During participatory action research on Facebook, my advertising campaign was unexpectedly restricted and my ability to create promoted posts was temporarily blocked. I have since discovered this was a result of the advertisement content being deemed ‘political or special interest’. While ‘health inequality’, here meaning here avoidable, unfair or systematic differences in health between different groups of people, is a well documented global phenomena which is not inherently political it would appear that proactive initiatives to reduce it are as they are based on the assumption that all people deserve the right to the highest attainable standard of health. After drafting a political statement I have since regained my ability to post adverts.
Responses received via the questionnaire and comments/interactions on Facebook have been used to create a number of ‘target user’ personas. In turn, these personas have been used to inform iteration of the advertising campaign and messaging, alongside the creation of a rapidly prototyped online calculator. Additionally passive analytics on the web-based prototype and discussion with a select number of users has been used to refine the prototype user journey.
I plan to put the next version of calculator live and continue to iterate whilst drafting speculative concepts on potential applications of a health inequality metric. These speculative outputs will be assessed for economic, clinical, regulatory and ethical viability to ensure that anything created is usable in the real world.
Health Inequality
Many factors influence our health.

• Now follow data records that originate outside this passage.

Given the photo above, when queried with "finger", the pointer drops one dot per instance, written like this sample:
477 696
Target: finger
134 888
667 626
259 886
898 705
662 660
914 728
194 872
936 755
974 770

From things we can control (e.g. level of physical activity and diet), to those which are predetermined at birth (genetic factors) and aspects of our lives which we have little ability to change (location and social factors) all act to together to impact our risk of disease, life expectancy, mental health, and even our sleep.
In addition, the way we learn about and engage with our health is changing. New technology has facilitated intuitive and low-cost health measurement and education through smartphone applications, websites and new and engaging forms of media (e.g. podcasts, web series). These new tools have been used for conventional means of preventative healthcare and reduction of lifestyle-factor related risks, i.e. smoking cessation, exercise tracking and chronic disease management.
We now know much of an individual's risk of preventable disease is determined by factors which are outside their control, for example their sexual orientation or immigration status. These factors, otherwise known as the social determinants of health (SODH), dictate much of our mental and physical health and cover for example housing, education, exposure to pollution, gender, and ethnicity. Social determinants act through causal chains to alter our risk of disease, for example ethnicity can impact access to healthcare resources or health literacy which can in turn increase risk factors for a number of preventable diseases. These differences in health status or in the distribution of health resources between different population groups, arising from the social conditions in which people are born, grow, live, work and age are referred to as ‘Health Inequalities’ and are often ignored by the Healthcare Systems of the 21st century. This neglect is in part due to their complexity, difficulty to articulate and recent emergence as an element of public health. Health inequality is fundamentally wrong and should be incorporated into the healthcare and preventative health systems of the future.